Quando Borges escreve em seu livro de areia o conto “O outro”, nós, leitores, nos deparamos com um sujeito que reencontra o seu passado as margens de um rio temporal e inevitavelmente nos lembramos da metáfora heracliana, mas somos surpreendidos , pois a memória não obedece ao rigor do tempo.
No conto, o já velho e cego Jorge Luis Borges reencontra o jovem e sonhador Jorge Luis Borges, este acredita estar vivendo um sonho, o velho acredita estar vivendo alguma forma inacreditável de realidade e nós leitores acreditamos que tudo é parte da ficção fantástica do autor.
Mas a verdade é que o que se discute no conto “O Outro” é a maneira como a memória organiza as informações contidas em cada etapa da vida e como a ficção remonta essa realidade vivida sobre um prisma literário que inevitavelmente a modifica. O Autor diz no conto: Afinal ao rememorar não há pessoa que não se encontre consigo mesma e este reencontro não é fácil, pois a memória permite que se reveja o passado mas a vida não permite que se anteveja o futuro , o jovem sonha com quem ele realmente se tornará e é apenas um sonho , mas o velho sabe quem foi, sabe o que viveu , participa efetivamente de sua história que ficou para trás mas sabe também que não poderá intervir no que já se foi.
Presente e passado são metaforizados para tratar de um único elemento que é a construção da ficção pela memória.

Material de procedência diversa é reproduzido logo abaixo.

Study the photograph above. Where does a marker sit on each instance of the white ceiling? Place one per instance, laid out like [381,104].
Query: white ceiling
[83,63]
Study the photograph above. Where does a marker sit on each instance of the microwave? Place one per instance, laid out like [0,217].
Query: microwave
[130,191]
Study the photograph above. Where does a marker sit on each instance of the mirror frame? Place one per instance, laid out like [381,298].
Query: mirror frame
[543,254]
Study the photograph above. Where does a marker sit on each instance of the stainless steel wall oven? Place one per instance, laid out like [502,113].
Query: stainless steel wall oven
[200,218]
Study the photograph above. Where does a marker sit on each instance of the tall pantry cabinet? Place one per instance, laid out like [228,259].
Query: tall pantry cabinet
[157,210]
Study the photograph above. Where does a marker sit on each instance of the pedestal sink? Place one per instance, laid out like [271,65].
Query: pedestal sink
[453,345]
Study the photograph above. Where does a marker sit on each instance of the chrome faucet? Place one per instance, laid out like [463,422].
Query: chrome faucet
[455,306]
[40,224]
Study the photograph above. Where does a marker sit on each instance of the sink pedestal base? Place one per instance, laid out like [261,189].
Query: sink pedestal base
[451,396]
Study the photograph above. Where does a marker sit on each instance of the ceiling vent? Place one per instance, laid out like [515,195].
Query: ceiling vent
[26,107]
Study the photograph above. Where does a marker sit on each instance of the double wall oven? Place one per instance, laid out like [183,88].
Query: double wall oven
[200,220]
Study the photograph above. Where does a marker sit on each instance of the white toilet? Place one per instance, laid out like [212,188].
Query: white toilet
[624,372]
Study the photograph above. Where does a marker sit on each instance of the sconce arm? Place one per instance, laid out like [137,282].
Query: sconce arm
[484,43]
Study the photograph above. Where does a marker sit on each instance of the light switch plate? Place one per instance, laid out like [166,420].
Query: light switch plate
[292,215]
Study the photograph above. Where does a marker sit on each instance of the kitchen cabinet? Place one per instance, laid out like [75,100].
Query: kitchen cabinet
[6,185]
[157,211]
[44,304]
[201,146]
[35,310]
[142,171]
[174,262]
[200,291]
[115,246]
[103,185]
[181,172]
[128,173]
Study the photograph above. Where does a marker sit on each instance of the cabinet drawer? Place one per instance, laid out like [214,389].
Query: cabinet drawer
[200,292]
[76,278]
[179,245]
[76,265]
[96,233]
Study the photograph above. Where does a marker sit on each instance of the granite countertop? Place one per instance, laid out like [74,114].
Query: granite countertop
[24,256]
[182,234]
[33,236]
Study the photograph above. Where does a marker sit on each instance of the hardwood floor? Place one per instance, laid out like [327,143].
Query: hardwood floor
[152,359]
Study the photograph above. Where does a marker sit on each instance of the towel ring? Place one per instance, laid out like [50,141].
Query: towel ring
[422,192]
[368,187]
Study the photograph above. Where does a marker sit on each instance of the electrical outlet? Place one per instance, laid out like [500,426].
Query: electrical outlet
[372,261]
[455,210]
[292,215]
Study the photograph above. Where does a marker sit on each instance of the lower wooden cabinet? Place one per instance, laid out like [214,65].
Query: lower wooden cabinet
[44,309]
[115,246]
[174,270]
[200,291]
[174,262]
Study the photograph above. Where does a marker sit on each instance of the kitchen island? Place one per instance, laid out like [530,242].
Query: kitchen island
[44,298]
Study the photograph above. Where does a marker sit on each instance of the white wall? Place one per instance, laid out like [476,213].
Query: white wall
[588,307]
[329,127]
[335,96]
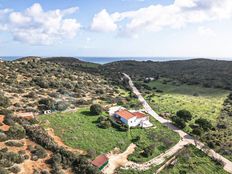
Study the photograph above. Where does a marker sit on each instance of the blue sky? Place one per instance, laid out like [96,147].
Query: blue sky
[185,28]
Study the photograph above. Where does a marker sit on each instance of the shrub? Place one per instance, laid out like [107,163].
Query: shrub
[95,109]
[104,124]
[197,131]
[61,106]
[16,132]
[204,124]
[148,151]
[8,120]
[184,114]
[3,137]
[4,101]
[4,171]
[178,122]
[46,104]
[14,143]
[15,169]
[91,153]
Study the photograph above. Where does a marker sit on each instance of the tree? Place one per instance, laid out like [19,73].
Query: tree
[4,101]
[204,124]
[184,114]
[179,122]
[16,132]
[95,109]
[46,104]
[197,131]
[148,151]
[61,106]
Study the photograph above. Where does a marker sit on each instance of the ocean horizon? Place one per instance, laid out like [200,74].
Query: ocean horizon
[104,60]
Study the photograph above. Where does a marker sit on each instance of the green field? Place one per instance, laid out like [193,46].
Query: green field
[200,101]
[193,161]
[79,130]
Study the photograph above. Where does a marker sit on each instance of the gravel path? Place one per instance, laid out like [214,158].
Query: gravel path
[186,138]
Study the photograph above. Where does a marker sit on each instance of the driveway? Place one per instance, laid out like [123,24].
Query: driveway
[186,138]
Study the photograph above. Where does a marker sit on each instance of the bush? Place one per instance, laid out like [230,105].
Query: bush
[61,106]
[3,137]
[4,101]
[148,151]
[46,104]
[91,153]
[104,124]
[204,124]
[95,109]
[15,169]
[16,132]
[4,171]
[178,122]
[184,114]
[14,143]
[197,131]
[8,120]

Se reencontrar é um fator decisivo para o escritor , não há ficção que não transporte o elemento humano , é inevitável que o sujeito escreva sobre o que viveu , sobre o que conhece , mesmo que não escreva sobre sua vida e muitas vezes a ficção se mostre de forma muito diversa da realidade o escritor imprime em sua escrita tudo aquilo que ele vivenciou.
Assim ao reencontrar o seu passado Borges relembra reconta e repensa a sua história e é isto que faz a literatura o que ela realmente é, um emaranho de ilusões vividas modificadas pelo olhar do escritor.